The coronavirus crisis also creates the potential for disruption of life-sustaining home health care services that people with disabilities need to stay healthy and independent, creating another path to illegal institutionalization, she says.

Sluzalis is especially worried about people with disabilities in rural areas, where hospital resources are perpetually stretched, making them especially vulnerable to shifting priorities and shortages.

Eakin, the Erie County resident, is CEO of Voices for Independence, which advocates for people with cerebral palsy.

Every day at 4:30 a.m., she says, an aide helps her rise and prepare for the day. Her husband, Mike, has muscular dystrophy and requires a ventilator at all times and full-time care. All told, three caregivers come to their home daily.

The one that helps her in the morning feared the pandemic would isolate the Eakins without caregivers.
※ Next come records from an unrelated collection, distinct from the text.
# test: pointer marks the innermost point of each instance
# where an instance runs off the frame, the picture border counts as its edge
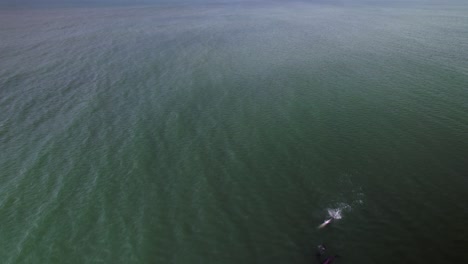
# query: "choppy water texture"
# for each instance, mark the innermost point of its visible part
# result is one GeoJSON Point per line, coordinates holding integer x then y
{"type": "Point", "coordinates": [225, 133]}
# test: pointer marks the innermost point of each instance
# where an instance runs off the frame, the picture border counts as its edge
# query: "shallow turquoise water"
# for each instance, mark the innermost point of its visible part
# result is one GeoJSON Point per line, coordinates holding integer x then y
{"type": "Point", "coordinates": [223, 133]}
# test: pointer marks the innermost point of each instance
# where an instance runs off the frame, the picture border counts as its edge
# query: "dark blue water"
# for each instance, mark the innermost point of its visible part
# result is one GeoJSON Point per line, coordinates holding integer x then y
{"type": "Point", "coordinates": [226, 133]}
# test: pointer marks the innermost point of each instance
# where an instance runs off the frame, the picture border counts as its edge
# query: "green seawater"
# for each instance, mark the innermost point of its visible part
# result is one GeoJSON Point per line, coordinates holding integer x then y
{"type": "Point", "coordinates": [225, 133]}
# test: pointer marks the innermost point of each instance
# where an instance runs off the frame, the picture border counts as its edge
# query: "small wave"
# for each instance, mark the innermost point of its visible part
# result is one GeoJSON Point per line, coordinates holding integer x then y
{"type": "Point", "coordinates": [336, 213]}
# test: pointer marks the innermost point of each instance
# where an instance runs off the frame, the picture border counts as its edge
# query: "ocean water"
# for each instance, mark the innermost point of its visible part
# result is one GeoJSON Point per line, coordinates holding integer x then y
{"type": "Point", "coordinates": [226, 133]}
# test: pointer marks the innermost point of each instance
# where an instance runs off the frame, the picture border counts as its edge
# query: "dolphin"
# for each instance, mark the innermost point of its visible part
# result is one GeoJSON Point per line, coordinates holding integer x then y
{"type": "Point", "coordinates": [326, 222]}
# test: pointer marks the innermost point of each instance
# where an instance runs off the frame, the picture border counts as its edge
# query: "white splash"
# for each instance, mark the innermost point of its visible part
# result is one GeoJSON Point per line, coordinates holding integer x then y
{"type": "Point", "coordinates": [336, 213]}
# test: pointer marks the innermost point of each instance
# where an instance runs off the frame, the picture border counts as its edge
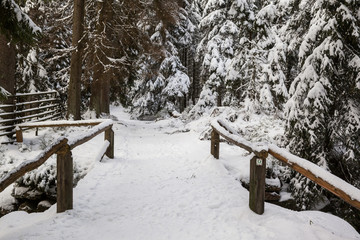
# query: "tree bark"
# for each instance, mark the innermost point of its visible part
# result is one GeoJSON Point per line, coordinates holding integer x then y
{"type": "Point", "coordinates": [100, 87]}
{"type": "Point", "coordinates": [74, 90]}
{"type": "Point", "coordinates": [7, 76]}
{"type": "Point", "coordinates": [7, 65]}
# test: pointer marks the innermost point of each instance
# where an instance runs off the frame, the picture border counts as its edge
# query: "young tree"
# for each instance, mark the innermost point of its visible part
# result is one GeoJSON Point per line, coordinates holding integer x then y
{"type": "Point", "coordinates": [166, 88]}
{"type": "Point", "coordinates": [324, 103]}
{"type": "Point", "coordinates": [74, 90]}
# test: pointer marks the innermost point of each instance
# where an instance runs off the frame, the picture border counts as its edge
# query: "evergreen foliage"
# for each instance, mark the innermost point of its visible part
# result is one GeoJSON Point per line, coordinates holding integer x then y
{"type": "Point", "coordinates": [298, 57]}
{"type": "Point", "coordinates": [324, 103]}
{"type": "Point", "coordinates": [15, 24]}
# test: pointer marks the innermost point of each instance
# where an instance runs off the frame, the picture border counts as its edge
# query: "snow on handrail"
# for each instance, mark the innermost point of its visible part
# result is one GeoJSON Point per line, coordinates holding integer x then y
{"type": "Point", "coordinates": [62, 123]}
{"type": "Point", "coordinates": [329, 181]}
{"type": "Point", "coordinates": [29, 165]}
{"type": "Point", "coordinates": [220, 126]}
{"type": "Point", "coordinates": [34, 94]}
{"type": "Point", "coordinates": [96, 130]}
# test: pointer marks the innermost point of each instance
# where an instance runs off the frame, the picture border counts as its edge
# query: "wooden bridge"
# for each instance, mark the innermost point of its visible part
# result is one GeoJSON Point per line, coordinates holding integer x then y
{"type": "Point", "coordinates": [260, 152]}
{"type": "Point", "coordinates": [62, 147]}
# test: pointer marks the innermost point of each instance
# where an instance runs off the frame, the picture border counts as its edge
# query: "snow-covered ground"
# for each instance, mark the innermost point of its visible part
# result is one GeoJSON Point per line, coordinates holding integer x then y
{"type": "Point", "coordinates": [164, 184]}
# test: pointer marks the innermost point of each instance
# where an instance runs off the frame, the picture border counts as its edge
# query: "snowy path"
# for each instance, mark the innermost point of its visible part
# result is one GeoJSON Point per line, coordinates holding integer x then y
{"type": "Point", "coordinates": [166, 186]}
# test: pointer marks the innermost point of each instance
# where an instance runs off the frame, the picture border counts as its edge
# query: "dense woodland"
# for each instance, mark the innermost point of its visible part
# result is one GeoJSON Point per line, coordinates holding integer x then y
{"type": "Point", "coordinates": [298, 60]}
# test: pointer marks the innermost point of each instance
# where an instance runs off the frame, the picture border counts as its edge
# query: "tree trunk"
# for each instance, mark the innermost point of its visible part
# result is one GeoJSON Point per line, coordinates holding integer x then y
{"type": "Point", "coordinates": [100, 87]}
{"type": "Point", "coordinates": [74, 91]}
{"type": "Point", "coordinates": [7, 65]}
{"type": "Point", "coordinates": [7, 76]}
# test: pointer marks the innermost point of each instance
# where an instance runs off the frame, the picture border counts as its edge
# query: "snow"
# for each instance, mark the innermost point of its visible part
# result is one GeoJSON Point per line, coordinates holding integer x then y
{"type": "Point", "coordinates": [164, 184]}
{"type": "Point", "coordinates": [335, 181]}
{"type": "Point", "coordinates": [20, 16]}
{"type": "Point", "coordinates": [63, 122]}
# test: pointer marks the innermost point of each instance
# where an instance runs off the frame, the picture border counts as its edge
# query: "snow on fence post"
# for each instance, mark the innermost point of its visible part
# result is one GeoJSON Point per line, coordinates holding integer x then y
{"type": "Point", "coordinates": [257, 184]}
{"type": "Point", "coordinates": [64, 193]}
{"type": "Point", "coordinates": [109, 135]}
{"type": "Point", "coordinates": [19, 136]}
{"type": "Point", "coordinates": [215, 144]}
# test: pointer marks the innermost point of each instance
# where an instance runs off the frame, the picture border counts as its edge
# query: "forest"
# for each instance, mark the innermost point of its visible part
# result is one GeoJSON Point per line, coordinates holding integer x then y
{"type": "Point", "coordinates": [295, 60]}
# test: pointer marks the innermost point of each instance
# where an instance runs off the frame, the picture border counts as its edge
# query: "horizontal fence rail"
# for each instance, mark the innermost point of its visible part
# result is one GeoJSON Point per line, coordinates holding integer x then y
{"type": "Point", "coordinates": [260, 151]}
{"type": "Point", "coordinates": [28, 107]}
{"type": "Point", "coordinates": [64, 162]}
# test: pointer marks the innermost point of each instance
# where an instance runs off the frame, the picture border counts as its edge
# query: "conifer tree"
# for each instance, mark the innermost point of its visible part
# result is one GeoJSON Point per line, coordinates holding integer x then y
{"type": "Point", "coordinates": [324, 103]}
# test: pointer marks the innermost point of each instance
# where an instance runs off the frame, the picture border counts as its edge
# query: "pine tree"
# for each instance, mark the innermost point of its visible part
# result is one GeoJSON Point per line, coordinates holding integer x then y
{"type": "Point", "coordinates": [166, 88]}
{"type": "Point", "coordinates": [324, 103]}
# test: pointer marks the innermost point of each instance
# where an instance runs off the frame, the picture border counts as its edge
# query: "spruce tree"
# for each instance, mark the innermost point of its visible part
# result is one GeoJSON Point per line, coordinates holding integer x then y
{"type": "Point", "coordinates": [324, 103]}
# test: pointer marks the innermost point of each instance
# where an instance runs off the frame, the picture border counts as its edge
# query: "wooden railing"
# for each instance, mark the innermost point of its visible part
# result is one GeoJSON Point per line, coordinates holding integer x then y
{"type": "Point", "coordinates": [28, 107]}
{"type": "Point", "coordinates": [64, 162]}
{"type": "Point", "coordinates": [260, 152]}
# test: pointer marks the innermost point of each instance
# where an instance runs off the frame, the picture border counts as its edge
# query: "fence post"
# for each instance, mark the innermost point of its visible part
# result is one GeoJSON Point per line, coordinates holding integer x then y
{"type": "Point", "coordinates": [65, 176]}
{"type": "Point", "coordinates": [19, 136]}
{"type": "Point", "coordinates": [257, 184]}
{"type": "Point", "coordinates": [215, 144]}
{"type": "Point", "coordinates": [109, 135]}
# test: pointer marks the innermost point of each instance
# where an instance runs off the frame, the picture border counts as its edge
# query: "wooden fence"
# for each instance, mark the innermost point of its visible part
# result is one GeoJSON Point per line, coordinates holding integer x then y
{"type": "Point", "coordinates": [28, 107]}
{"type": "Point", "coordinates": [260, 152]}
{"type": "Point", "coordinates": [64, 162]}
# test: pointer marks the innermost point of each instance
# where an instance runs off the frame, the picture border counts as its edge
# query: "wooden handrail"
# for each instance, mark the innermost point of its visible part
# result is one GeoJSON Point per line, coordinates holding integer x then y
{"type": "Point", "coordinates": [30, 165]}
{"type": "Point", "coordinates": [23, 107]}
{"type": "Point", "coordinates": [325, 179]}
{"type": "Point", "coordinates": [63, 149]}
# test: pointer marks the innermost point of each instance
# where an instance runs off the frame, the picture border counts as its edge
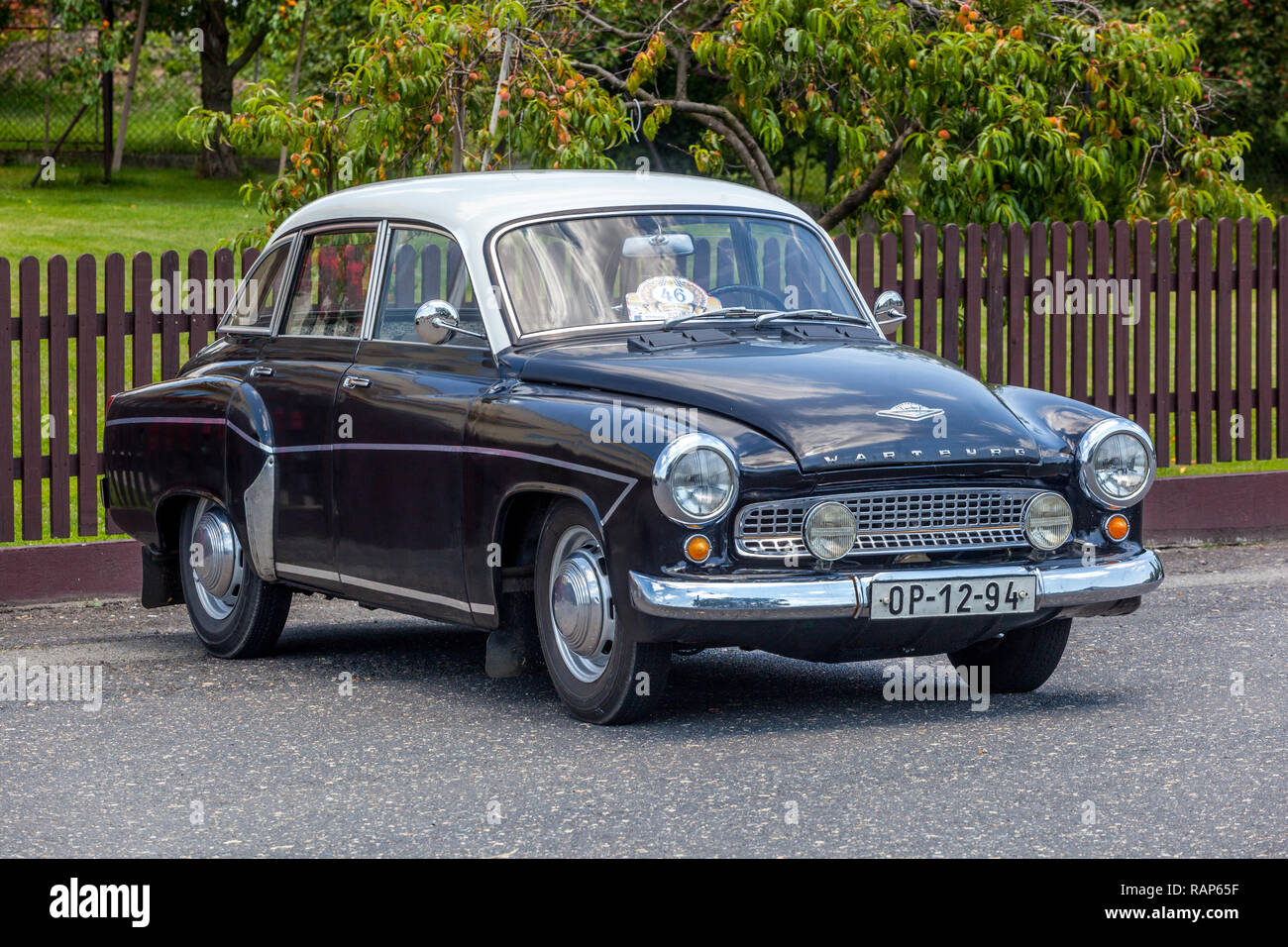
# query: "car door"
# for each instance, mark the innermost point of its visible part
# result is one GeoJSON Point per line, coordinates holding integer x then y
{"type": "Point", "coordinates": [296, 375]}
{"type": "Point", "coordinates": [400, 410]}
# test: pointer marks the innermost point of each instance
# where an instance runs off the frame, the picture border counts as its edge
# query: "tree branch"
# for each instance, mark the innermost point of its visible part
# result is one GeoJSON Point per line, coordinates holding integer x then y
{"type": "Point", "coordinates": [853, 200]}
{"type": "Point", "coordinates": [252, 48]}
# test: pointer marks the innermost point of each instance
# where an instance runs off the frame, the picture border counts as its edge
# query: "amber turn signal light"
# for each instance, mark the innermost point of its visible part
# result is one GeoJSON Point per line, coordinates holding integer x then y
{"type": "Point", "coordinates": [1117, 527]}
{"type": "Point", "coordinates": [697, 548]}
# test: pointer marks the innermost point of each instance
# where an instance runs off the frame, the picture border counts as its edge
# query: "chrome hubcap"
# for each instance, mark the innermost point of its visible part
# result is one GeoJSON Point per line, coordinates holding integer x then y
{"type": "Point", "coordinates": [581, 607]}
{"type": "Point", "coordinates": [215, 558]}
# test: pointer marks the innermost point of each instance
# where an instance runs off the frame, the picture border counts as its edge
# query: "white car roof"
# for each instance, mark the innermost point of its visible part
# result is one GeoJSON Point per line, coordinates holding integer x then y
{"type": "Point", "coordinates": [472, 205]}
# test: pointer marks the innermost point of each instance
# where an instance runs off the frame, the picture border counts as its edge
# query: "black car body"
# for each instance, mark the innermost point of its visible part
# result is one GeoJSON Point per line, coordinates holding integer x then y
{"type": "Point", "coordinates": [442, 397]}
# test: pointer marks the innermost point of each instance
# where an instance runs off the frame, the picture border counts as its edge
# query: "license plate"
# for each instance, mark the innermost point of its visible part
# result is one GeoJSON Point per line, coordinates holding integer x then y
{"type": "Point", "coordinates": [944, 598]}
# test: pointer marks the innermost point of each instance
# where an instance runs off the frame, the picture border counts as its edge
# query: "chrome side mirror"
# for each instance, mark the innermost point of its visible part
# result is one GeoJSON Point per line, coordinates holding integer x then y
{"type": "Point", "coordinates": [437, 321]}
{"type": "Point", "coordinates": [889, 308]}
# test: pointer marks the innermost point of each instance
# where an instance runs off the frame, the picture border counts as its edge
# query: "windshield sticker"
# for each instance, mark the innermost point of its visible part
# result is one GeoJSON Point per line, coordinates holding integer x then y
{"type": "Point", "coordinates": [662, 296]}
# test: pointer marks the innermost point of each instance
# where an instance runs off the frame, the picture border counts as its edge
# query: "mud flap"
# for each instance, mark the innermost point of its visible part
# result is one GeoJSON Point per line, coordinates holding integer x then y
{"type": "Point", "coordinates": [161, 583]}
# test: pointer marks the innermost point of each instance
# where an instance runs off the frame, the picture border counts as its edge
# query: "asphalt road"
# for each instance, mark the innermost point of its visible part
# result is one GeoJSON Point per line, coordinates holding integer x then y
{"type": "Point", "coordinates": [751, 755]}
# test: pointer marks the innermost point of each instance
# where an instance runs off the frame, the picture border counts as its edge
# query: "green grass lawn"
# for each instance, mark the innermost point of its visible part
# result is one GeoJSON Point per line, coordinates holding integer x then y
{"type": "Point", "coordinates": [167, 209]}
{"type": "Point", "coordinates": [149, 210]}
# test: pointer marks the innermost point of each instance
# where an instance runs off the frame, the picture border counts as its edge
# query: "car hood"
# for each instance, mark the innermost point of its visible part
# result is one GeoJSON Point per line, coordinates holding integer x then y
{"type": "Point", "coordinates": [833, 405]}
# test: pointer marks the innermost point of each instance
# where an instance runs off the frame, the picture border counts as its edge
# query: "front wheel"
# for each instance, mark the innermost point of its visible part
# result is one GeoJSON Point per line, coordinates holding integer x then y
{"type": "Point", "coordinates": [1022, 660]}
{"type": "Point", "coordinates": [600, 674]}
{"type": "Point", "coordinates": [235, 612]}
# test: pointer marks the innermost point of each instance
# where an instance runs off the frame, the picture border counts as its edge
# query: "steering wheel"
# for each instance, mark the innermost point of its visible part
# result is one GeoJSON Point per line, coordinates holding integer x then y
{"type": "Point", "coordinates": [747, 287]}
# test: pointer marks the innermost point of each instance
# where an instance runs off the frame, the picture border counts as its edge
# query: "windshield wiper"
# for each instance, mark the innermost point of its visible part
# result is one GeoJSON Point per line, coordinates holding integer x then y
{"type": "Point", "coordinates": [811, 315]}
{"type": "Point", "coordinates": [724, 312]}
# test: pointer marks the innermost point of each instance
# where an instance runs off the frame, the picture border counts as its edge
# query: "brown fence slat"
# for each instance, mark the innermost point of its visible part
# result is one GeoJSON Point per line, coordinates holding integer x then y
{"type": "Point", "coordinates": [1203, 339]}
{"type": "Point", "coordinates": [1184, 287]}
{"type": "Point", "coordinates": [1037, 320]}
{"type": "Point", "coordinates": [86, 395]}
{"type": "Point", "coordinates": [928, 287]}
{"type": "Point", "coordinates": [909, 270]}
{"type": "Point", "coordinates": [952, 292]}
{"type": "Point", "coordinates": [1282, 335]}
{"type": "Point", "coordinates": [1224, 334]}
{"type": "Point", "coordinates": [1163, 344]}
{"type": "Point", "coordinates": [1138, 322]}
{"type": "Point", "coordinates": [1080, 322]}
{"type": "Point", "coordinates": [114, 343]}
{"type": "Point", "coordinates": [198, 316]}
{"type": "Point", "coordinates": [1116, 317]}
{"type": "Point", "coordinates": [1057, 318]}
{"type": "Point", "coordinates": [1243, 338]}
{"type": "Point", "coordinates": [29, 394]}
{"type": "Point", "coordinates": [141, 303]}
{"type": "Point", "coordinates": [996, 303]}
{"type": "Point", "coordinates": [1265, 344]}
{"type": "Point", "coordinates": [974, 290]}
{"type": "Point", "coordinates": [174, 299]}
{"type": "Point", "coordinates": [1100, 322]}
{"type": "Point", "coordinates": [5, 403]}
{"type": "Point", "coordinates": [863, 266]}
{"type": "Point", "coordinates": [59, 415]}
{"type": "Point", "coordinates": [1016, 304]}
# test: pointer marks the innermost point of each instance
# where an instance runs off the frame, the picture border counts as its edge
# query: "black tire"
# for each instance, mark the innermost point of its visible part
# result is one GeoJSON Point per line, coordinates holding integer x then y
{"type": "Point", "coordinates": [1020, 663]}
{"type": "Point", "coordinates": [258, 608]}
{"type": "Point", "coordinates": [634, 674]}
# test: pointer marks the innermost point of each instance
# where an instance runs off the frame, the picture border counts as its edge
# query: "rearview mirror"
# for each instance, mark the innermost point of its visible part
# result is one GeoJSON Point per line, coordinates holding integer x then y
{"type": "Point", "coordinates": [658, 245]}
{"type": "Point", "coordinates": [889, 308]}
{"type": "Point", "coordinates": [436, 321]}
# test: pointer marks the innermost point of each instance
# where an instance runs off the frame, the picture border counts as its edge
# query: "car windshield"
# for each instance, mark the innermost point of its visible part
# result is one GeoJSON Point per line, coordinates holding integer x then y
{"type": "Point", "coordinates": [647, 266]}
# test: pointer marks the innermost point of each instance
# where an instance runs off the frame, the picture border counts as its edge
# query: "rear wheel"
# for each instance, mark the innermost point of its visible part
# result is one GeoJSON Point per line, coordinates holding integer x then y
{"type": "Point", "coordinates": [600, 674]}
{"type": "Point", "coordinates": [233, 611]}
{"type": "Point", "coordinates": [1022, 660]}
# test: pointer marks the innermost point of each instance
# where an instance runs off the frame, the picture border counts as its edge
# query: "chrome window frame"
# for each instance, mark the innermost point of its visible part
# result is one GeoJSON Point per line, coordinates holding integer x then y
{"type": "Point", "coordinates": [291, 245]}
{"type": "Point", "coordinates": [519, 338]}
{"type": "Point", "coordinates": [300, 236]}
{"type": "Point", "coordinates": [386, 248]}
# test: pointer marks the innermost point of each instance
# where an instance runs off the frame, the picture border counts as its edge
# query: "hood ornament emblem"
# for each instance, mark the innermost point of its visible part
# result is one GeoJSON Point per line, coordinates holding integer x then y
{"type": "Point", "coordinates": [911, 411]}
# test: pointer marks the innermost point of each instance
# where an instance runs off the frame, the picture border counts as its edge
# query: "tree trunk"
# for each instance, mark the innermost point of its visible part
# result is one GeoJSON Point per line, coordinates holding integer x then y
{"type": "Point", "coordinates": [140, 27]}
{"type": "Point", "coordinates": [217, 82]}
{"type": "Point", "coordinates": [217, 89]}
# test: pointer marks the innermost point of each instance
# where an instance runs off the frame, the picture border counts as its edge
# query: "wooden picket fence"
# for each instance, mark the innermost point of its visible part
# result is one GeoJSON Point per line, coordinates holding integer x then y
{"type": "Point", "coordinates": [1199, 361]}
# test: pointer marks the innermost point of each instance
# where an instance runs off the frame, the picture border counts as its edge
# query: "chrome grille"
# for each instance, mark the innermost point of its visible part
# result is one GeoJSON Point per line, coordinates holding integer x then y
{"type": "Point", "coordinates": [894, 521]}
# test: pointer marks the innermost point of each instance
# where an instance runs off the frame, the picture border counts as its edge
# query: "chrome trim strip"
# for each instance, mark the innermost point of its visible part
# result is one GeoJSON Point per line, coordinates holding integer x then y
{"type": "Point", "coordinates": [1091, 440]}
{"type": "Point", "coordinates": [400, 591]}
{"type": "Point", "coordinates": [397, 590]}
{"type": "Point", "coordinates": [510, 318]}
{"type": "Point", "coordinates": [840, 595]}
{"type": "Point", "coordinates": [866, 535]}
{"type": "Point", "coordinates": [218, 421]}
{"type": "Point", "coordinates": [261, 510]}
{"type": "Point", "coordinates": [439, 449]}
{"type": "Point", "coordinates": [305, 573]}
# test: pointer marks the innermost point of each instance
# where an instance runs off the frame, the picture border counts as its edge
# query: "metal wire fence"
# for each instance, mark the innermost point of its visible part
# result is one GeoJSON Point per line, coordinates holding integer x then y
{"type": "Point", "coordinates": [39, 103]}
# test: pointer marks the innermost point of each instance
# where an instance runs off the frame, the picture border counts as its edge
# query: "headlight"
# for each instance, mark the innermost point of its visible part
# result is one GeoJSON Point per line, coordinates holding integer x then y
{"type": "Point", "coordinates": [695, 479]}
{"type": "Point", "coordinates": [1116, 463]}
{"type": "Point", "coordinates": [1047, 521]}
{"type": "Point", "coordinates": [829, 531]}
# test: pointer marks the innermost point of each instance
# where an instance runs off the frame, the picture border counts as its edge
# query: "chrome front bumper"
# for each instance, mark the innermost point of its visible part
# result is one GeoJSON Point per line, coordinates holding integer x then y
{"type": "Point", "coordinates": [845, 594]}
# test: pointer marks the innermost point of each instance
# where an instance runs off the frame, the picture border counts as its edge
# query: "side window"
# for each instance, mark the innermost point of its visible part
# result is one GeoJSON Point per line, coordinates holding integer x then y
{"type": "Point", "coordinates": [259, 292]}
{"type": "Point", "coordinates": [424, 265]}
{"type": "Point", "coordinates": [331, 286]}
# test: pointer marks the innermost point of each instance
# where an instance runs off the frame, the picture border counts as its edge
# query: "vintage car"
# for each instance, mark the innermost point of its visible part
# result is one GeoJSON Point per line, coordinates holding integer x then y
{"type": "Point", "coordinates": [619, 415]}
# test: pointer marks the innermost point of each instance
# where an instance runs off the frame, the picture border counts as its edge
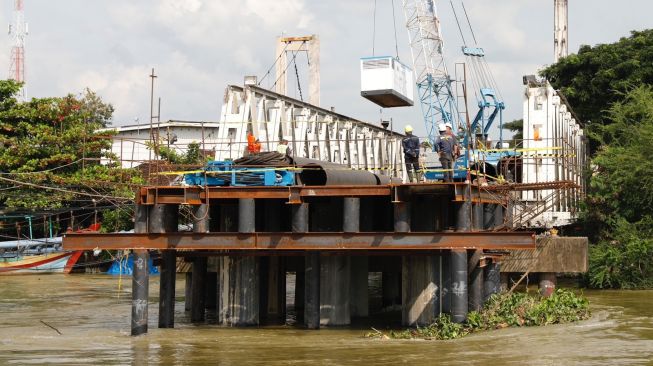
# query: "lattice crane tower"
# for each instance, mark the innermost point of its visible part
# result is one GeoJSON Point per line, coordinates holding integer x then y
{"type": "Point", "coordinates": [560, 19]}
{"type": "Point", "coordinates": [18, 31]}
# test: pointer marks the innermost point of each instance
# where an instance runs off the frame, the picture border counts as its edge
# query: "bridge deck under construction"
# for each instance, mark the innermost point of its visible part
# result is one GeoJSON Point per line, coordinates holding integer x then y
{"type": "Point", "coordinates": [438, 245]}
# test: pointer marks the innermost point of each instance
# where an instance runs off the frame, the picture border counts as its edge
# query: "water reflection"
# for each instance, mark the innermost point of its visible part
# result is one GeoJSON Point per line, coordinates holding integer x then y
{"type": "Point", "coordinates": [93, 317]}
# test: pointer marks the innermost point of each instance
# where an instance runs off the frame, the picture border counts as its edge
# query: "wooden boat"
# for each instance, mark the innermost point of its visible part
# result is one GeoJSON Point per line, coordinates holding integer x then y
{"type": "Point", "coordinates": [37, 256]}
{"type": "Point", "coordinates": [53, 262]}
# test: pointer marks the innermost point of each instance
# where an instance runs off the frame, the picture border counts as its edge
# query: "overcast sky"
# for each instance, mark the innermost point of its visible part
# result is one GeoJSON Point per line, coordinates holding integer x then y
{"type": "Point", "coordinates": [199, 46]}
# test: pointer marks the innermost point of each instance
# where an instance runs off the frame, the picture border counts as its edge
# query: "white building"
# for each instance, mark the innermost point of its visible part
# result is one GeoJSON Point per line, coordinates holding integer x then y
{"type": "Point", "coordinates": [312, 132]}
{"type": "Point", "coordinates": [130, 143]}
{"type": "Point", "coordinates": [554, 151]}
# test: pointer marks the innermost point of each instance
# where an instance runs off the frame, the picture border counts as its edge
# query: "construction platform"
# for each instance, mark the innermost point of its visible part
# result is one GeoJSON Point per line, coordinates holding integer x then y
{"type": "Point", "coordinates": [438, 245]}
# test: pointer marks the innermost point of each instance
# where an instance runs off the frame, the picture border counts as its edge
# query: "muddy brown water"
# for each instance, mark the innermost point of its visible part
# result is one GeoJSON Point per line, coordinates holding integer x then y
{"type": "Point", "coordinates": [93, 315]}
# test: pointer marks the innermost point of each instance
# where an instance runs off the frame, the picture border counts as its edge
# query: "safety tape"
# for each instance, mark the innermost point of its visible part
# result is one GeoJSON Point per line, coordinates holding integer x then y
{"type": "Point", "coordinates": [522, 149]}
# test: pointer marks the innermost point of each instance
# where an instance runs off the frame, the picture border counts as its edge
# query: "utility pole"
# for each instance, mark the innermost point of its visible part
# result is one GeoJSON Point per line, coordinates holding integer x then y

So she moved in, along with her children and dog. With her home so crowded, Eakin, who uses a wheelchair, has been working from her car via cell phone and video conference.

The pandemic raises a range of problems and threats for people with disabilities, she says. Their home caregivers need personal protective equipment, now in short supply. Two of theirs work in multiple homes, creating risk they will bring the coronavirus in her home, where it could cause life-threatening illness for her husband. She says home care workers take great care to prevent that, and calls home health workers unsung heroes of the coronavirus crisis.

Regarding life-and-death triage decisions, she says they shouldn’t be based on any condition that existed before the coronavirus pandemic.

She adds, “The thing I don’t want is to be judged based on someone’s perception of what my quality of life is.”